Канонир со стыдом обнаружил, что почти спит, и поднялся. В окружающей костер черноте ему померещились блеклые зеленые, словно выцветшая под солнцем трава, глаза с вертикальными зрачками. Или не померещились - спустя мгновение чья-то хрупкая ладонь легла на локоть мужчины, а затем сжала его так, что затрещали кости.
Дикая боль вынудила корсара закричать, но никто из товарищей не проснулся - все по-прежнему кутались в одеяла, что-то неразборчиво бормотали, похрапывали... то есть были совсем не такими, как обычно. Зутт отпихнул невидимого противника и попробовал растолкать капитана. Он схватил его за плечи и тряс добрых две минуты, но амайе, обмякнув, лишь беспомощно болтался в чужих руках. Канониру показалось, что он не дышит, и, устроив ухо на капитанской груди, он обомлел от ужаса: сердце Мильта безмолвствовало. Глухая, звенящая тишина ударила мужчину сильнее, чем это сделало бы пушечное ядро. И в тот же миг, словно давая ответ на вопрос, почему все вдруг оказались мертвыми, прозвучал мелодичный голос:
- Я их отпущу, если ты разобьешь мои цепи.
- Твои цепи?! - дрожащим голосом повторил Зутт.

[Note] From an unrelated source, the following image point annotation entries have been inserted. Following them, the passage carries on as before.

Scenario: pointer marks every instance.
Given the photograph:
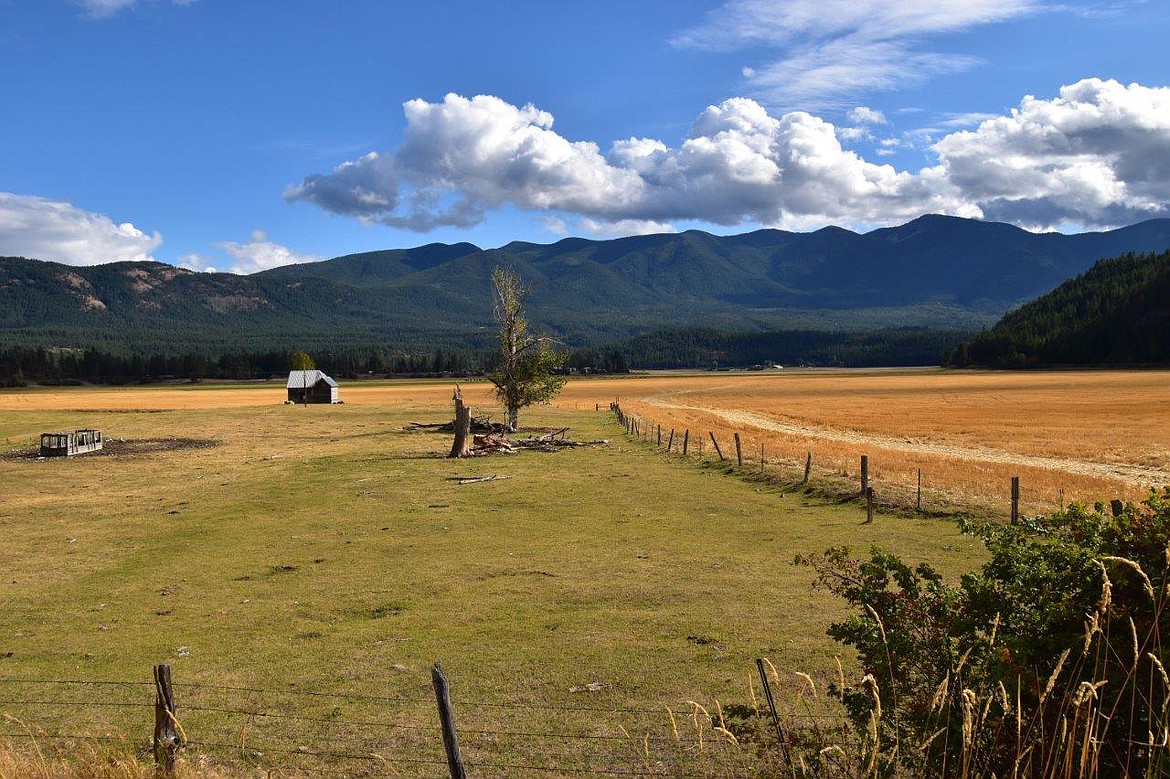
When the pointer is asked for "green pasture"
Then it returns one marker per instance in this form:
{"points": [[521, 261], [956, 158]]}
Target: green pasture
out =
{"points": [[329, 550]]}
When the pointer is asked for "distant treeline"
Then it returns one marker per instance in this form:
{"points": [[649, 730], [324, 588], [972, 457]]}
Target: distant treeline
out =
{"points": [[1117, 312], [713, 349], [20, 365]]}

Загадочный собеседник молчал довольно долго, прежде чем посоветовать:
- Следуй за светлячками.
Корсар послушно огляделся, но опасными тварями поблизости и не пахло. Только простые, нормальные светлячки кружились над голубоватыми стеблями диких цветов. До мужчины не сразу дошло, что следовать нужно за ними, а не за ядовитыми существами, обитающими в горах.

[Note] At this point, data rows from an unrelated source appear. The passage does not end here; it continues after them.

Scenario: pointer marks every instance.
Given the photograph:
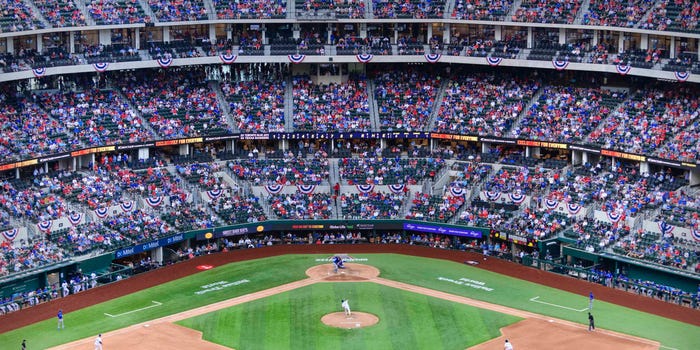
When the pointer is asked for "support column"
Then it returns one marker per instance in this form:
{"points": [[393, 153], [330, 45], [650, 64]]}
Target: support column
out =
{"points": [[144, 153], [184, 150], [212, 33], [672, 50], [621, 43], [105, 37], [596, 34], [644, 45], [71, 42], [446, 33], [644, 168], [562, 36], [166, 34]]}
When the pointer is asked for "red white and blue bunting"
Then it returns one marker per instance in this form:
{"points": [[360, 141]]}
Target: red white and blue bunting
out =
{"points": [[492, 195], [551, 204], [45, 226], [274, 188], [154, 201], [623, 69], [573, 208], [681, 76], [75, 218], [433, 57], [127, 206], [457, 191], [306, 189], [517, 197], [665, 227], [397, 188], [560, 64], [364, 57], [614, 216], [214, 194], [695, 234], [39, 72], [10, 235], [227, 59], [296, 58], [101, 66], [365, 188], [494, 61], [101, 212], [165, 62]]}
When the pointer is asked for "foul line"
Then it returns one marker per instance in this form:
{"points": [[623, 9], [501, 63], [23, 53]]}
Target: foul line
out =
{"points": [[556, 305], [155, 304]]}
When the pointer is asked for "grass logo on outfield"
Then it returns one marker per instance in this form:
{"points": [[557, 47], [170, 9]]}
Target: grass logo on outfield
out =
{"points": [[218, 286], [468, 283]]}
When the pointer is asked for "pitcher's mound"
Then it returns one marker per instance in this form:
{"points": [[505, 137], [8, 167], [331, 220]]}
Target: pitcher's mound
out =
{"points": [[356, 320], [351, 272]]}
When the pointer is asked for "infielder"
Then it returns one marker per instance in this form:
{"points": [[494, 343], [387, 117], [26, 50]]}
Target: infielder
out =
{"points": [[338, 263], [98, 342], [346, 307], [59, 316]]}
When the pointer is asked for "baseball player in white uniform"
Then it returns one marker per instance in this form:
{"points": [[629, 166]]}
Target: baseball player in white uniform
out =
{"points": [[98, 342], [346, 307]]}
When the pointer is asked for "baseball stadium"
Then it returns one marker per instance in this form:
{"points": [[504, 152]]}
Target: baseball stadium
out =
{"points": [[349, 174]]}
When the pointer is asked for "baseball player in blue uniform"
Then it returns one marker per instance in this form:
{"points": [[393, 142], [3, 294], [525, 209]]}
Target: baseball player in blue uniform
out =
{"points": [[59, 316], [338, 263]]}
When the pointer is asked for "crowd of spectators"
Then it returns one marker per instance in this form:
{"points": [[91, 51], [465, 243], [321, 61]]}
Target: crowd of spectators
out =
{"points": [[105, 12], [238, 209], [483, 104], [17, 16], [384, 171], [28, 256], [300, 206], [657, 248], [249, 9], [616, 13], [287, 171], [176, 103], [433, 207], [96, 117], [371, 205], [29, 132], [331, 107], [653, 120], [594, 236], [547, 11], [567, 114], [256, 106], [481, 10], [405, 98], [408, 9], [178, 10], [352, 9], [61, 13]]}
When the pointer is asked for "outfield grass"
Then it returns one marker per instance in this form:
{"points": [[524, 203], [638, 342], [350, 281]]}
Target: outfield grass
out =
{"points": [[292, 320], [265, 273]]}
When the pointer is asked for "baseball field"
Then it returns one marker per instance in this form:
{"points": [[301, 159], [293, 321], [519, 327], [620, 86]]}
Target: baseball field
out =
{"points": [[420, 303]]}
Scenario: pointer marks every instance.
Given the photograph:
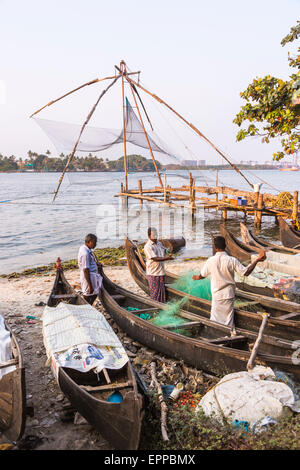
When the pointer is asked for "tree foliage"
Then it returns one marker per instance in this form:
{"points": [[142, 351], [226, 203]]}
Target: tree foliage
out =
{"points": [[273, 106]]}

Он зашлепал по влажному склону вниз, к далекому морю. Ночью оно было тихим и накатывало на скалы едва слышно, словно ласкаясь. Светлячки с намеком зависли над неприметной тропой - почти отвесной и скользкой, словно спина колоссального слизняка. Зутт с трудом подавил желание поддаться ее природе и загреметь вниз, чтобы стать ужином для голодных ундин, и уткнулся носом в широкую, длинную, испещренную символами могильную плиту. Большинство из них канониру не удалось распознать, но вверху кто-то вырезал словосочетание на языке шэльрэ: "Faesealtre Eshshataeralne". Перевести ее на всеобщий, исходя из тех обрывочных знаний мужчины, было невозможно, но по спине почему-то пробежали мурашки.
- Эй, ты там? - окликнул он, в глубине души надеясь, что запертая за плитой тварь не отзовется.
"Тварь", в свою очередь, незамедлительно подтвердила:
- Там. Открывай.
Корсар вздохнул и налег на тяжеленную преграду. Та даже не шелохнулась, и пришлось использовать алебарду в качестве рычага. Древко треснуло и разлетелось на два остроконечных куска, а плита, осыпая Зутта каменной крошкой, съехала в сторону, а затем и вовсе рухнула в объятия темно-синей воды узенького, как щупальце, залива, "порадовав" мужчину еще и брызгами.